If you’re happy to move around quite quickly, 12-15 nights will allow you to explore historic Galle and the south coast; the gorgeous green heights of Kandy and the Hill Country; the World Heritage-packed Cultural Triangle; the vibrant sprawl of Colombo, and the magnificent beaches on the Northeast coast.
If you visit Sri Lanka you'll want to make sure you take some time to explore the whole island, but our favourite place is naturally by the beach. The Wild Coast Tented Lodge is a remote safari camp made up of luxurious, cocoon-like lodgings among the bushland on Sri Lanka’s southern coast. We love that the entire lodge was designed to have a minimal impact on the surrounding ecosystem - they use solar power to heat water and even their food waste is used for bio gas.
The train trip from Ella to Kandy in Sri Lanka, or the other way around, is considered to be one of the most beautiful train trips in the world. This train ride is seven hours long and takes you through stunning landscapes of green and lush tea plantations and mountain views.
In both geography and spirit, just about as far from a drizzly British winter as you can get. French Polynesia is made up of 100-odd little islands in the South Pacific Ocean, the best-known of them Tahiti and Bora Bora. They are out of this world. Castaway fantasy, ringed by reefs; the water unbelievable shades of turquoise blue; the hibiscus flowers Gauguin bright; everything bright and light and hyper-real.
Over-the-top indulgence has become French Polynesia’s – or more specifically Bora Bora’s – signature, and often overshadows what the rest of the country has to offer. Resorts on the ‘Pearl of the Pacific’ are a honeymooner’s dream, with private overwater bungalows and spectacular views of the island’s iconic, square-topped peak. But if this isn’t your cup of coconut water, don’t let that dissuade you from visiting French Polynesia. There are plenty of small, family-run lodgings offer a closer-to-the-culture experience.

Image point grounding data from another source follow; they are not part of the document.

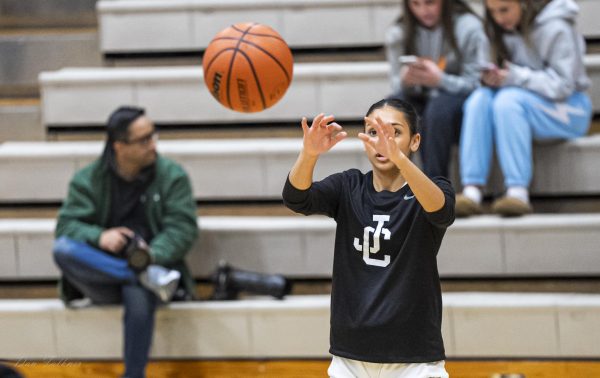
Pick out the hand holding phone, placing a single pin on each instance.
(408, 59)
(487, 66)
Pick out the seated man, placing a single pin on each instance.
(130, 195)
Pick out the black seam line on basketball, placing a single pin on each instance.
(247, 30)
(265, 35)
(287, 75)
(254, 35)
(237, 48)
(262, 96)
(214, 58)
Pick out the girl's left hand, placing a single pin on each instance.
(425, 72)
(494, 78)
(384, 142)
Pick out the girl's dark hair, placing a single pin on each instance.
(402, 106)
(449, 9)
(499, 51)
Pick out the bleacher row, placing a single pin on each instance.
(484, 325)
(177, 95)
(298, 247)
(566, 168)
(551, 245)
(189, 25)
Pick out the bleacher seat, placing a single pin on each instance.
(177, 95)
(189, 25)
(40, 171)
(533, 326)
(535, 246)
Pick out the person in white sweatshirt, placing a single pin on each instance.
(434, 51)
(535, 87)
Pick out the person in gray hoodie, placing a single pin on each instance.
(535, 90)
(434, 52)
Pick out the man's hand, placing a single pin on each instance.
(114, 239)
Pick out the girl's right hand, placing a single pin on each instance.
(322, 135)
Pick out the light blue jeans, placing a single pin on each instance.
(107, 279)
(510, 119)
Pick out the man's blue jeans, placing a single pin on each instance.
(107, 279)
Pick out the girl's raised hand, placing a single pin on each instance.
(322, 134)
(384, 142)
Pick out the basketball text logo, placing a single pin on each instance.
(366, 248)
(217, 85)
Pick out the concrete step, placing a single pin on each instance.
(47, 13)
(560, 169)
(26, 53)
(475, 325)
(177, 95)
(563, 245)
(20, 120)
(191, 24)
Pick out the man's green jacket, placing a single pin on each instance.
(170, 211)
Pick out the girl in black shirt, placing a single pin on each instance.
(386, 304)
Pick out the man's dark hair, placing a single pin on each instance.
(402, 106)
(117, 127)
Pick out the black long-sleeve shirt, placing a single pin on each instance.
(386, 302)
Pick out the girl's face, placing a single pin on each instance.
(506, 13)
(427, 12)
(406, 142)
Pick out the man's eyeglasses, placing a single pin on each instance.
(144, 140)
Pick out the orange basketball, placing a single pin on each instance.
(248, 67)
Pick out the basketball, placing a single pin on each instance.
(248, 67)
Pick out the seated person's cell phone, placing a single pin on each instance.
(408, 59)
(487, 66)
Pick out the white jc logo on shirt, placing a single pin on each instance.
(366, 249)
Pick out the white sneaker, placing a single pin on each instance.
(161, 281)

There may be no better way to feel the culture as a visitor than to stay at one of the many family-operated Tahitian B&B's, or 'pensions'. Fare pea iti pension is a small intimate boutique hotel with 5 lagoon-side bungalows in North of Tahaa Island with views across the sparkling sea.
If you're in the area, you'd be mad not to check out the surf at Teahupoo. One of the world's most famous surf breaks, Teahupoo has become important in international surf competitions which attracts the top surfers in the world.